E a Palermo? Che cosa succede nell’ex Regno normanno-svevo? Il progetto Philosophies around the Mediterranean sembra creato proprio per riportare a Palermo e in generale nel Sud Italia i dibattiti internazionali su Dio tipici dei suoi anni di gloria. Il Centro di Teologia e Filosofia delle Religioni (TheiRs) e il Master online in Philosophy, Theology and Religions (PhilTeR) dell’Università di Lucerna in Svizzera, in collaborazione con Fondazione Sicilia (Palermo) e Fondazione Reginaldus (Lugano), hanno organizzato proprio a Palermo da lunedì 29 agosto prossimo a venerdì 2 settembre una summer school e una serie di cinque interessanti dibattiti pubblici in palazzi e ville storiche di Palermo. Da Teheran a New York, da Helsinki a Gerusalemme, da Budapest a Londra, da Marsiglia a Bari, il Gotha degli storici della filosofia ebraica, cristiana e islamica si ritrova dunque prossimamente nell’ex capitale del Regno di Sicilia. Nella terra che nella storia ha attirato studiosi di tutto il mondo e dove i dibattiti su temi metafisici e teologici erano di casa, alcuni tra i principali studiosi del panorama universitario mondiale di filosofia presenteranno i risultati delle loro ultime ricerche sulla natura e l’esistenza di Dio, discutendo di temi quali: Dio è l’Essere? Risposte dalle prospettive ebraica e musulmana; Il male è un argomento contro l’esistenza di Dio? Risposte dalla filosofia della religione cristiana e musulmana; Dio può soffrire? Risposte dalla filosofia della religione cristiana contemporanea; Si può davvero parlare di Dio o si può solo tacere?

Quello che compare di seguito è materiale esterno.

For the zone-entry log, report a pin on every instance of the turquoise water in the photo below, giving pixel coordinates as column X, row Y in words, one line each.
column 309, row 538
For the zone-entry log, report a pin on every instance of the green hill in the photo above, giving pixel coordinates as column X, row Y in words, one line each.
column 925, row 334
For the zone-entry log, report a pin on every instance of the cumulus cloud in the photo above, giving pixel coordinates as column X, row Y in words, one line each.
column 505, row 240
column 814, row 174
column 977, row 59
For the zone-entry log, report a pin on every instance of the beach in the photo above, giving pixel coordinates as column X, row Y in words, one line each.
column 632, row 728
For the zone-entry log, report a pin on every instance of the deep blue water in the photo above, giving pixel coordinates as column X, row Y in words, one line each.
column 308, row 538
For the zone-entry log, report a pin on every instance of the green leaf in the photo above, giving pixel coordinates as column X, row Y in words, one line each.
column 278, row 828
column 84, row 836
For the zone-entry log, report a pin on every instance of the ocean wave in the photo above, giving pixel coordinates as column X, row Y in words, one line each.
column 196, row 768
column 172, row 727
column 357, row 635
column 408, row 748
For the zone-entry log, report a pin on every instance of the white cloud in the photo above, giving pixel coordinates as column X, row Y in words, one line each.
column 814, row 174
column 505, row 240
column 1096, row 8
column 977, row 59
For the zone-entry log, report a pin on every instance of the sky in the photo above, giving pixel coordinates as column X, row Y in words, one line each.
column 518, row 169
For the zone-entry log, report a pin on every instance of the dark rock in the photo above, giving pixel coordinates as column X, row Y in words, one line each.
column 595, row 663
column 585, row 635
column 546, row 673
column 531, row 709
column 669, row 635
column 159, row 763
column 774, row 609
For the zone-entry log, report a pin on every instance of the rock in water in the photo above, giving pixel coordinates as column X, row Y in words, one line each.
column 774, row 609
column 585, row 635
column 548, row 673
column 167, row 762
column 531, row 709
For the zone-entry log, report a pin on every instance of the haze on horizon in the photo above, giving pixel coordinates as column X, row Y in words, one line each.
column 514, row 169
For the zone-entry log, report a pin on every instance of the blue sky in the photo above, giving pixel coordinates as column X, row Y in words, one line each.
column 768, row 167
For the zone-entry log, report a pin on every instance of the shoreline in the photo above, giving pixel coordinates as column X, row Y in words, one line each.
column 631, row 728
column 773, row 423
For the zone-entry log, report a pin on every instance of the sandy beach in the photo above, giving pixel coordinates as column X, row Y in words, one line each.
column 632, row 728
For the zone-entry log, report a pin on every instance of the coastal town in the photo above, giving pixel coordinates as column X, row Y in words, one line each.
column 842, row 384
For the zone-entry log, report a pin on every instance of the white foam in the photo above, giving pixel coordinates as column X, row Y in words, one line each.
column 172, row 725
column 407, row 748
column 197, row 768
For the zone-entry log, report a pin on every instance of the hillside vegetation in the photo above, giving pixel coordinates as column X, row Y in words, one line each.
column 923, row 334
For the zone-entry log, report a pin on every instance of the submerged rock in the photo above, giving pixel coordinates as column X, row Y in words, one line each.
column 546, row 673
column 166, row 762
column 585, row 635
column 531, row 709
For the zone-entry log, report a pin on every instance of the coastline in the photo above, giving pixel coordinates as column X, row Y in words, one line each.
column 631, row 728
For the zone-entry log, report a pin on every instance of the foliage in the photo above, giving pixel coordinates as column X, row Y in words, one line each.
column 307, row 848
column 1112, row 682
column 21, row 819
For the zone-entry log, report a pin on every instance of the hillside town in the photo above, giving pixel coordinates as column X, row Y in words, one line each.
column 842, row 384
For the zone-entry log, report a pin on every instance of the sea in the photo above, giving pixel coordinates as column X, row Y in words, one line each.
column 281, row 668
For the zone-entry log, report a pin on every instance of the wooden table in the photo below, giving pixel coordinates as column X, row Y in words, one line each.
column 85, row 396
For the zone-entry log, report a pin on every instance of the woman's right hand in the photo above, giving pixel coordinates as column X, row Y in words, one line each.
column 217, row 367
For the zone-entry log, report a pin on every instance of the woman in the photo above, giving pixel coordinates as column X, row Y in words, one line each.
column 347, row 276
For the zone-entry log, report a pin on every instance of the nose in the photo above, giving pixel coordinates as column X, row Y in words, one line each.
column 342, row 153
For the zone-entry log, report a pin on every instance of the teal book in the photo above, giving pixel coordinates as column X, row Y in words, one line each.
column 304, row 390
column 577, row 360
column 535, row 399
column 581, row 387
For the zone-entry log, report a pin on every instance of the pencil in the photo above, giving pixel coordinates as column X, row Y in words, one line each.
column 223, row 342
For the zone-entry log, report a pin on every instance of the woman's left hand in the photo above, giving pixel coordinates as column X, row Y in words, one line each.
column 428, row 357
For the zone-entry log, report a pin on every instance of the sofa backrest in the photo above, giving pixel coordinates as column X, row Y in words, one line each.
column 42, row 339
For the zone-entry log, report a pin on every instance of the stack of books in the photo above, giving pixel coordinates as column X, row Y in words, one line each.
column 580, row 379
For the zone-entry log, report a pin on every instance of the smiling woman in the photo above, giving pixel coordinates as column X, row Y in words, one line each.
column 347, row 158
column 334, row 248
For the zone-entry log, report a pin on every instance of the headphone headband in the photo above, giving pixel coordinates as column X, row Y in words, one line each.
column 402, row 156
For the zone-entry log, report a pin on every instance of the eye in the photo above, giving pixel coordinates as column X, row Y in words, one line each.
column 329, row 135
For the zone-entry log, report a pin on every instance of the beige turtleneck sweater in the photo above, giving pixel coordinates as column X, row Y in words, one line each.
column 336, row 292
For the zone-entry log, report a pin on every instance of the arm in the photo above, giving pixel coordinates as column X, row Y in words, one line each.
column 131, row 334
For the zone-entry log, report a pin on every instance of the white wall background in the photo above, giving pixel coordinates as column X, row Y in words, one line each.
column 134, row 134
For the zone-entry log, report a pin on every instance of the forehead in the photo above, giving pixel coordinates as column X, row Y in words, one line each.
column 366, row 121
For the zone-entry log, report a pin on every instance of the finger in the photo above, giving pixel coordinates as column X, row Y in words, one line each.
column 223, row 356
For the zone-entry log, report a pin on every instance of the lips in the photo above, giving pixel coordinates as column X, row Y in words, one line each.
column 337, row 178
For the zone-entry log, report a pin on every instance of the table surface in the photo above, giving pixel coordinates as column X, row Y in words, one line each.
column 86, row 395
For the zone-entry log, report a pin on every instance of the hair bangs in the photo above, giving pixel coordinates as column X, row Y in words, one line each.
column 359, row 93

I rappresentanti di ebraismo, cristianesimo e islam hanno già annunciato la loro presenza, come pure il Sindaco di Palermo.

In che lingua si terranno tutti questi dibattiti su Dio? Tranne l’ultimo dibattito, gli altri si terranno nella lingua comune di oggi, ossia in inglese. E’ pronta Palermo a tornare ad essere attrattiva non solo per i turisti che affollano i nostri ristoranti ma anche per studiosi e studenti di tutto il mondo, come ai tempi d’oro del Regno normanno-svevo?

BOX

Il Programma

Università di Lucerna/ University of Lucerne
Laurea magistrale online in Filosofia, Teologia e Religioni / Online Master’s in Philosophy, Theology and Religions (PhilTeR)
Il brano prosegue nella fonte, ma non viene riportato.